Dennis Brown, representing the affected residents, said he is waiting to hear back from staff at the Commission For Financial Capability on the complaint over village owner Metlifecare's actions.

"I have put the residents' formal complaints forward for a disputes panel hearing, which is happening shortly," Brown said.

Glen Sowry, Metlifecare chief executive, said matters were being resolved and a meeting held this week was "positive and constructive".


Troy Churton of the commission confirmed the complaint was lodged.

"There is a dispute panel proceeding in place.

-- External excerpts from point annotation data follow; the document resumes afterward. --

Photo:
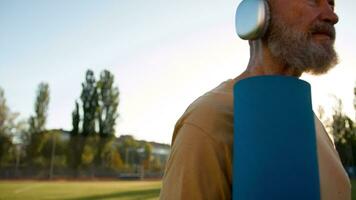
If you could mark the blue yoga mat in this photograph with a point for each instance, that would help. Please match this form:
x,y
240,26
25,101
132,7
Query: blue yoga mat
x,y
275,153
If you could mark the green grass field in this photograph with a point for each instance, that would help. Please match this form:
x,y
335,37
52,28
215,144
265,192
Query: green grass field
x,y
79,190
86,190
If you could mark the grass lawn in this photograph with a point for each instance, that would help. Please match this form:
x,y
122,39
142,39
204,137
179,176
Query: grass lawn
x,y
79,190
86,190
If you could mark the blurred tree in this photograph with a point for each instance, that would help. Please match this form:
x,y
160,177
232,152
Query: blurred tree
x,y
37,126
38,122
116,162
344,134
107,115
75,148
89,99
128,147
5,130
108,103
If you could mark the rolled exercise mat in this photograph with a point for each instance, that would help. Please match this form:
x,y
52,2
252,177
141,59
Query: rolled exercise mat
x,y
275,153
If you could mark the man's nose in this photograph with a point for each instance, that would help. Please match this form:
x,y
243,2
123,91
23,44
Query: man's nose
x,y
328,14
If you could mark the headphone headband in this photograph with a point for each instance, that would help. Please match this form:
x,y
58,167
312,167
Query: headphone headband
x,y
252,19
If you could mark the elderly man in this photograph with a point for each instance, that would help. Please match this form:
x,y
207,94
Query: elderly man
x,y
299,38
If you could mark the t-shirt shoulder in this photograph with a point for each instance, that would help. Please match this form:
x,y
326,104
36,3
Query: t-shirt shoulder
x,y
212,113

I understand there is a strict direction of the panellist that Mr Brown appears to be breaching by inviting media attention at this stage," Churton said.

Sowry indicated part of the residents' building was dangerous.

"Some of the affected balconies are not safe to be used and we have been working closely with affected residents to manage health and safety risks," he said.

However, he also admitted not all had gone well to start with but said the situation had been turned around and was now positive and constructive.

"The initial proposal to remediate the Rosecourt building balconies was not effectively communicated to residents which caused uncertainty and concern. As soon as this was brought to my attention, we suspended that programme of work in order to engage with affected residents to come up with a less intrusive and more acceptable repair solution," Sowry said.

Changes were planned to 16 apartments in the Rosecourt Building as part of a $44m four-villages repair programme in the next few years, he said.

"We are remediating the balconies and walkways on 16 apartments. We are going to be doing repairs and design and build deficiencies on balconies, walkways and we will reclad the Rosecourt building. Part of the proposed design solution includes creating conservatories around the existing balconies. To achieve council consent we will be required to upgrade the fire engineering of the building," Sowry said.


"The safety and wellbeing of all of our residents takes absolute priority. When building work is conducted on the balconies we will be relocating residents from their apartments to other apartments within the Waitakere Gardens village. All costs associated with this activity will be borne by Metlifecare," Sowry said.

The commission oversees the complaints process under the Retirement Villages Act.

Retirement village residents must first complain to a village owner, then if they remain unhappy an independent dispute panel resolution procedure is established, the commission says.

The residents at Waitakere Gardens complained about what they believed was Metlifecare's lack of communication. Residents expressed fears about their living conditions during the remediation process, and the possibility for noise and dust.

Brown said this afternoon that yesterday's meeting with Metlifecare had not resolved issues, the complaint stood and people remained extremely unhappy.